Of the 161 patients, 4 failed to complete the penicillin course; and 25, the unit course with a default rate of 17%. The total default rate up to the end of treatment was 25. It was observed that the default rate at the end of first course was same in both primary and secondary syphilis. The admission to hospital also did not significantly influence the default rate. The default rate was higher in separated or divorced men. Maximum default occurred in the 20-24 age group and decreased with increasing age. The few patients under the age of 20 did not default. Default rate was higher in drivers and laborers.

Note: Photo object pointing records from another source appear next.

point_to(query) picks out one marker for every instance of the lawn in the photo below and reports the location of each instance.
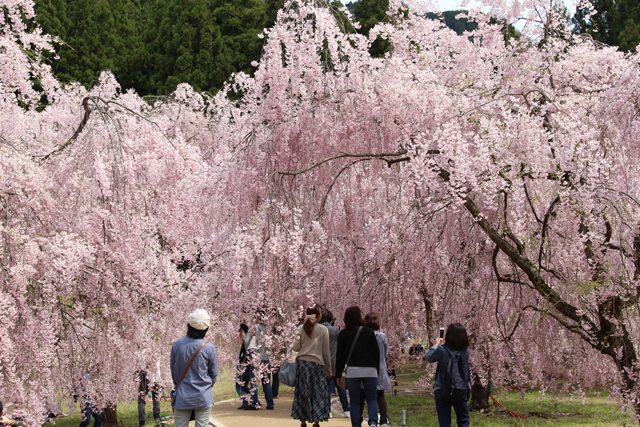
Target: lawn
(539, 410)
(128, 411)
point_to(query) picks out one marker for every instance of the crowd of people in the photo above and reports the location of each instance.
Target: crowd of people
(328, 360)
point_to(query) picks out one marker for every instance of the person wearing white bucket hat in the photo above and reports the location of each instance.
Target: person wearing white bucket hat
(194, 370)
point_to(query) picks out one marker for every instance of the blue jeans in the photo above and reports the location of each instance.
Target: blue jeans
(87, 417)
(266, 388)
(181, 417)
(370, 394)
(238, 386)
(443, 407)
(331, 385)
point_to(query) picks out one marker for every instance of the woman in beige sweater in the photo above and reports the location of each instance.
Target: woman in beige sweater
(311, 399)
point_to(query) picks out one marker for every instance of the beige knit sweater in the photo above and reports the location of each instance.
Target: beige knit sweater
(314, 348)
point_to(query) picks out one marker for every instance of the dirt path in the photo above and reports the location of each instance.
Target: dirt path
(226, 414)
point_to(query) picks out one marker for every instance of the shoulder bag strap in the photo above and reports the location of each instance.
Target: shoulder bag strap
(353, 346)
(189, 365)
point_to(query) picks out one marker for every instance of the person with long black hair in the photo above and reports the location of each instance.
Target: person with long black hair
(456, 342)
(363, 366)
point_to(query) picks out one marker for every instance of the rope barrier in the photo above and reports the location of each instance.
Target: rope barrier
(515, 415)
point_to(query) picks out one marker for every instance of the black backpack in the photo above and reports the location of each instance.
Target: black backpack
(455, 383)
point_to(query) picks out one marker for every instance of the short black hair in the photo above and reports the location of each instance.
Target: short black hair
(456, 337)
(372, 320)
(194, 333)
(327, 316)
(353, 317)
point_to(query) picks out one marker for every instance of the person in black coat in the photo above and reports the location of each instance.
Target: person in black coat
(362, 367)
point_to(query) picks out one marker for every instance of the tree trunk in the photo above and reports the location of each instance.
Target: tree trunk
(428, 308)
(110, 416)
(479, 394)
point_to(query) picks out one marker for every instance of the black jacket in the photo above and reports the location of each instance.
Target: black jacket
(365, 353)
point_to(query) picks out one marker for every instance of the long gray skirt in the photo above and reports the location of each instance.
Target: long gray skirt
(311, 399)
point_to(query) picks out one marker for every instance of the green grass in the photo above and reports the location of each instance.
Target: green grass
(128, 411)
(540, 411)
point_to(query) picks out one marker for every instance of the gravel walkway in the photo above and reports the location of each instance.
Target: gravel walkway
(226, 414)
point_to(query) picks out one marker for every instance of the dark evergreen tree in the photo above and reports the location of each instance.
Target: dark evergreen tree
(95, 35)
(616, 23)
(183, 44)
(368, 14)
(240, 22)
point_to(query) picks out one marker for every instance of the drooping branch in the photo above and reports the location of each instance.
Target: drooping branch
(80, 128)
(381, 156)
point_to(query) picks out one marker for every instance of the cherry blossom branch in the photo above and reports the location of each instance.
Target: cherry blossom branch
(381, 156)
(80, 128)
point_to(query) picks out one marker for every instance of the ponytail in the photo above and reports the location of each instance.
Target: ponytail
(310, 320)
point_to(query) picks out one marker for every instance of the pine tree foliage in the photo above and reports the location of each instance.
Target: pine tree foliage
(614, 22)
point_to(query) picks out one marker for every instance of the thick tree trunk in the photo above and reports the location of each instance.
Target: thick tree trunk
(110, 416)
(479, 394)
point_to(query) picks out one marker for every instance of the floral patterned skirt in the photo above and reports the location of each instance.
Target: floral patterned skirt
(311, 399)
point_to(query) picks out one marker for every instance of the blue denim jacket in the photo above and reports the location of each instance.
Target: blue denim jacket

Thus it is doubtful if expending much effort to trace the defaulter is worth it when default occurs at a later stage in the treatment. Also, a defaulter should be given a second concentrated course of penicillin if he returns, in order to produce the best therapeutic effect. A defaulter should be traced with the purpose of tracing and treatment of the consort and any others who might be infected. But adoption of cynical pessimism is to be condemned, and the highest professional and ethical standards should be maintained even though it has been found in this study that defaulters are little amenable to personal or other influences.
Gordon OH. British Journal of Venereal Diseases 1950; (26):164-171.
Editor - This default is a problem in the present decade also; and hence single-dose therapy, along with counseling, is to be preferred as in syndromic approach.